Encourage people with non-alcoholic fatty liver disease (NAFLD) to make lifestyle changes. In particular they should increase physical activity and try to lose weight, both of which have been shown to improve liver histology1 and reduce cardiovascular risk. Explain that minimising alcohol intake prevents further liver damage.2
In mild disease, when the patient has steatosis (fatty liver) without inflammation, there is no need for drug therapy.2 Treat blood glucose and lipid levels according to usual practice, particularly if they have more serious disease in which both fatty liver and inflammation are present (non-alcoholic steatohepatitis or NASH).2,3
Currently, there are no drugs that are accepted treatment for NAFLD2 and no evidence that any drug can prevent progression to diabetes, liver disease or cardiovascular disease in people with NAFLD. There are trials of metformin and the thiazolidinediones in people with NAFLD but most had methodological concerns that make interpretation difficult.
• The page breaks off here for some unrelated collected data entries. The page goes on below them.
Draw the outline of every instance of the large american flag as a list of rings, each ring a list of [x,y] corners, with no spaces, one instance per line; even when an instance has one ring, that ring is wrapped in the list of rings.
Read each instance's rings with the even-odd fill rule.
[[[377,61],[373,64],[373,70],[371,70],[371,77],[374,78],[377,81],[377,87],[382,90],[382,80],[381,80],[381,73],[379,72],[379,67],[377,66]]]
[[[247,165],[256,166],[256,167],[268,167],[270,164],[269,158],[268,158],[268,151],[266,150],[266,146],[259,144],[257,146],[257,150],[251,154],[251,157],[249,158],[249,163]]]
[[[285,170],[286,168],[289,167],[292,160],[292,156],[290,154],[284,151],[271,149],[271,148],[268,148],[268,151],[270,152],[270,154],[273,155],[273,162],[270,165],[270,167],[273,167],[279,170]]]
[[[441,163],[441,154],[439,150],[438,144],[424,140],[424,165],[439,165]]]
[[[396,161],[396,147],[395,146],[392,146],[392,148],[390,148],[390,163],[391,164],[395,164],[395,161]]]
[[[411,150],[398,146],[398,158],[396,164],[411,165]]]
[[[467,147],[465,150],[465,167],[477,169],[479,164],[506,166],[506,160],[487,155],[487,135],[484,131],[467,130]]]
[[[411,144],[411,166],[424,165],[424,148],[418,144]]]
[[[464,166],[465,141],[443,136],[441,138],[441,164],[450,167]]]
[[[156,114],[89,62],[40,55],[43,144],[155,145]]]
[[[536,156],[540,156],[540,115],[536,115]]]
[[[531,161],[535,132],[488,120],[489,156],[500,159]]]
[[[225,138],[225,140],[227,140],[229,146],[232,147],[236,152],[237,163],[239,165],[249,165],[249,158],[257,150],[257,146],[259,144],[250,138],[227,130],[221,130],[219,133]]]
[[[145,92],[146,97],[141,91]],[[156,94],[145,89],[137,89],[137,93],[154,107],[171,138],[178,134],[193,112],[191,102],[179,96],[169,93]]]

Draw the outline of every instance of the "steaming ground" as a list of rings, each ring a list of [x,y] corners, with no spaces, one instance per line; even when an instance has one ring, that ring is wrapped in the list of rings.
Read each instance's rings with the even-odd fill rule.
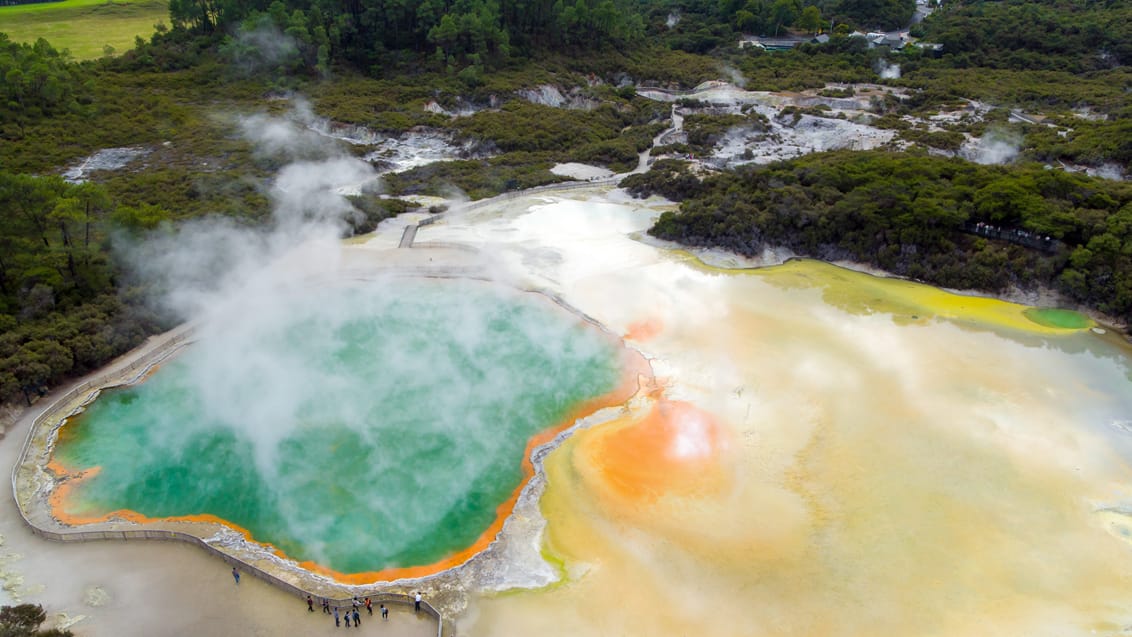
[[[72,184],[83,183],[91,172],[118,170],[147,154],[149,150],[145,148],[104,148],[63,171],[63,179]]]
[[[731,72],[730,69],[723,69]],[[875,69],[878,77],[896,78],[900,67],[887,61],[879,61]],[[836,91],[850,91],[849,97],[829,97],[822,91],[803,93],[750,91],[743,83],[734,84],[713,81],[705,82],[690,91],[669,91],[664,89],[640,88],[638,94],[658,101],[674,102],[687,98],[707,106],[695,108],[681,107],[684,114],[705,110],[706,112],[727,112],[732,114],[754,111],[765,120],[765,125],[736,126],[729,130],[711,150],[710,156],[701,161],[718,168],[734,167],[746,163],[766,164],[791,159],[807,153],[829,150],[872,150],[876,148],[904,149],[911,144],[897,139],[891,129],[872,125],[882,104],[887,99],[904,99],[904,89],[875,84],[834,84],[827,88]],[[809,109],[795,114],[784,109]],[[821,109],[813,110],[813,109]],[[985,121],[993,106],[974,100],[957,110],[940,111],[926,117],[904,116],[908,124],[930,132],[949,130],[949,126],[965,123],[978,124]],[[1036,119],[1035,119],[1036,117]],[[1041,116],[1030,116],[1011,111],[1011,121],[1039,123]],[[1058,127],[1062,136],[1072,129]],[[678,138],[666,142],[681,141]],[[957,151],[928,148],[933,154],[956,155],[981,164],[1007,164],[1014,161],[1025,148],[1025,140],[1017,129],[992,126],[981,137],[966,135],[965,142]],[[1068,171],[1084,171],[1105,179],[1125,178],[1119,166],[1071,166],[1059,164]]]
[[[872,125],[878,115],[879,104],[885,99],[903,99],[904,89],[896,89],[876,84],[832,84],[827,89],[849,91],[847,97],[829,97],[824,91],[808,90],[802,93],[745,90],[745,81],[735,69],[721,69],[732,78],[731,83],[705,82],[690,91],[669,91],[664,89],[640,88],[638,93],[644,97],[672,102],[680,98],[691,98],[707,104],[708,112],[744,113],[755,112],[761,115],[765,125],[736,126],[729,130],[711,150],[708,157],[699,158],[713,167],[734,167],[746,163],[771,163],[798,157],[807,153],[829,150],[871,150],[876,148],[907,148],[913,144],[898,140],[892,129],[877,128]],[[897,78],[900,67],[881,60],[875,69],[877,76]],[[626,79],[626,81],[628,81]],[[517,96],[545,106],[565,109],[592,109],[597,104],[586,97],[577,87],[563,89],[554,85],[542,85],[534,89],[524,89]],[[457,139],[451,132],[443,129],[419,128],[400,135],[388,135],[365,128],[364,126],[340,124],[314,114],[310,106],[301,98],[292,99],[293,109],[283,117],[246,117],[241,120],[242,127],[249,137],[258,139],[261,150],[277,156],[296,159],[301,156],[341,155],[337,144],[364,146],[367,152],[364,161],[369,163],[375,173],[396,173],[435,162],[488,157],[494,152],[490,144]],[[452,110],[445,109],[435,101],[429,102],[425,110],[449,117],[462,117],[474,114],[485,108],[498,106],[494,98],[488,104],[474,105],[463,98],[457,98]],[[785,108],[809,109],[795,115],[784,112]],[[913,127],[928,132],[952,130],[957,124],[976,125],[985,121],[993,110],[990,104],[967,100],[962,108],[941,110],[926,116],[904,116],[902,119]],[[697,108],[684,108],[685,113],[695,112]],[[668,135],[663,143],[684,141],[680,131],[681,113],[673,113],[676,131]],[[1082,118],[1095,115],[1081,112]],[[1011,111],[1010,122],[1045,122],[1041,115],[1027,115]],[[1065,136],[1072,129],[1045,122]],[[981,164],[1007,164],[1015,161],[1025,148],[1025,139],[1016,128],[992,126],[981,137],[965,135],[966,139],[957,150],[928,148],[936,155],[955,155]],[[94,170],[117,170],[134,159],[144,156],[151,149],[110,148],[98,151],[79,164],[68,169],[64,176],[71,181],[83,181],[85,175]],[[1051,166],[1052,167],[1052,166]],[[1089,175],[1120,181],[1125,179],[1125,170],[1117,164],[1100,166],[1077,166],[1058,162],[1057,166],[1071,172],[1086,172]],[[605,169],[565,164],[553,170],[556,174],[577,179],[600,179],[610,173]],[[356,194],[358,187],[342,190],[343,193]]]
[[[852,98],[824,98],[818,95],[747,91],[724,82],[705,82],[687,92],[641,89],[650,99],[674,101],[689,98],[710,105],[713,111],[761,115],[765,126],[732,128],[704,161],[728,167],[745,163],[771,163],[799,155],[828,150],[870,150],[892,142],[895,132],[869,126],[871,100],[883,96],[887,89],[857,87],[860,95]],[[828,117],[811,114],[785,115],[786,106],[827,107]],[[835,117],[840,115],[840,117]]]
Most trials followed participants for less than a year and provided little or no information on long-term patient outcomes, instead relying on short-term surrogate outcomes to measure efficacy instead (e.g. change in ALT levels).4 Pioglitazone significantly improved ALT levels compared to placebo but increased weight. Metformin did not significantly improve ALT levels in most trials against placebo. However, people taking metformin lost weight.4
1. Musso G, et al. Hepatology 2010;52:79-104.
2. Digestive Health Foundation. Fatty Liver Disease. Sydney: Gastroenterological Society of Australia, 2007
3. Gastrointestinal Writing Group. Therapeutic Guidelines: Gastrointestinal, Version 5 [eTG complete CD-ROM]. 2011
4. Shyangdan D, et al. Health technology assessment 2011;15:1-110.